Inicialmente desenhado pelo arquiteto Reynaldo Manuel e inaugurado pelo Marquês de Pombal em 1764, este primeiro Passeio Público surgiu como parte do Plano Pombalino de reconstrução da cidade após o terramoto de 1755. Em 1836, a rainha D. Maria II confere à Câmara Municipal de Lisboa a administração do Passeio Público, começando uma nova fase de remodelação do traçado e da vivência deste espaço que em 28 de Abril de 1886 é inaugurado como uma das mais luxuosa avenida lisboeta na sua essência de boulevard. “Até 1836, o Passeio constava unicamente de um bosque cercado por grossos muros revestidos pela parte interior com buxo e louro, tendo de cada lado 15 janelas com grades de ferro e assentos. A frente era um tapume de madeira com cancela, situação esta provisória, que se manteve até à altura em que o município arranca com a ampliação e conclusão do passeio” (Do Passeio à Avenida, 1998, p.18). Depois do terramoto de 1755, Sebastião José de Carvalho e Melo, conde de Oeiras — futuro marquês de Pombal —, em conjunto com o seu irmão, Paulo de Carvalho e Mendonça, presidente do Senado da Câmara Municipal de Lisboa, tornaram-se os grandes impulsionadores da criação do Passeio Público seguindo o modelo de Jardins públicos de Londres, sendo o projeto inicial da autoria do arquiteto Reinaldo Manuel dos Santos. Os terrenos do futuro Passeio Público incluíam as Hortas da Cera e da Mancebia, diversas quintas e terrenos de cultivo.
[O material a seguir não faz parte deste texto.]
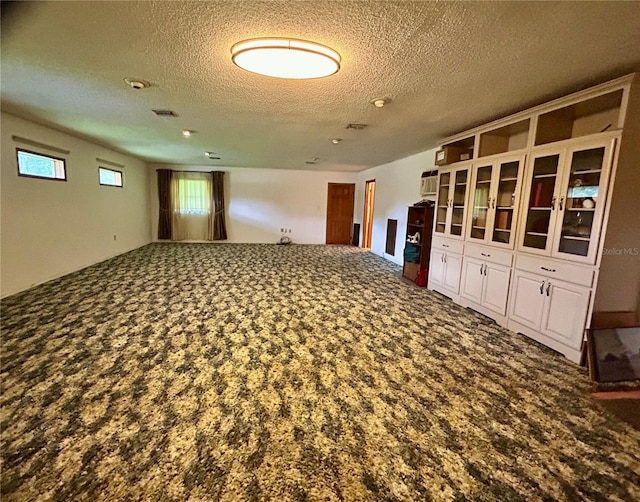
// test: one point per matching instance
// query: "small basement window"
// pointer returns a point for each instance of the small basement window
(109, 177)
(36, 165)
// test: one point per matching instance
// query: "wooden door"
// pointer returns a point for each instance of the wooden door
(340, 198)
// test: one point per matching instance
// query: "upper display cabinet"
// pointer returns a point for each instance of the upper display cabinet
(591, 116)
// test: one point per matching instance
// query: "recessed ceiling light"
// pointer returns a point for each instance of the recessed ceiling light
(380, 102)
(137, 83)
(285, 58)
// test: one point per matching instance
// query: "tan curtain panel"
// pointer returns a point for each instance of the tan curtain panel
(164, 202)
(217, 226)
(191, 205)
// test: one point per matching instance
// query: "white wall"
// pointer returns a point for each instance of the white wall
(51, 228)
(397, 187)
(259, 202)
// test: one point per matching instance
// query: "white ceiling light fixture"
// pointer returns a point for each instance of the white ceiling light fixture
(285, 58)
(380, 102)
(137, 83)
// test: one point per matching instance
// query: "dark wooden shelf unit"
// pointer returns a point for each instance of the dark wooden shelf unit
(416, 255)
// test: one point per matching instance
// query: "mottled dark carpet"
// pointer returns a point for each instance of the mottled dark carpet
(263, 372)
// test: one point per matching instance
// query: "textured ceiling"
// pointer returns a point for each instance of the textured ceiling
(446, 66)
A contribuição da rainha D. Maria e do rei D. Fernando passa pela cedência do jardineiro Bonnard para colaborar na reestruturação do Passeio Público, ao qual se procurava dar nova vida. É assim que em 1848 surge um desenho de Bonnard para um novo projeto, uma proposta romântica que procura conciliar o traçado barroco existente com o estilo paisagista. Nessa proposta Bonnard inclui estufas para plantas tropicais, coretos, pavilhões, candeeiros a gás, taças ornamentais e fontes com um traço ao gosto da época. O vereador Ayres de Sá Nogueira (colaborador da Sociedade de Flora e Pomona) contribuiu fortemente para a remodelação do Passeio Público, pelo que "esse cenário botânico do Passeio Público passou a identificar-se, a partir de 1850, com a ação do vereador Sá Nogueira que ofereceu a título simbólico, raízes e sementes de plantas exóticas. A reorganização da área pressupunha uma ligação entre os aspetos de lazer e de exposição, nomeadamente de plantas e flores raras, regulamentado por Sá Nogueira, o que trouxe para o Passeio um espaço cénico inovador” (Do passeio, 1998, p. 43). Quando o vereador Ayres de Sá Nogueira esteve responsável pelas obras do Passeio Público, o jardineiro-chefe responsável pelas plantações era João Francisco que, numa carta de dezembro de 1852 dirigida a Sá Nogueira, recomenda como fornecedores de plantas para o Passeio Público “Bento António Alves, Bonnard Pai e Filho e Mer..Je. Leroy Waigel” (Arquivo do Arco do Cego).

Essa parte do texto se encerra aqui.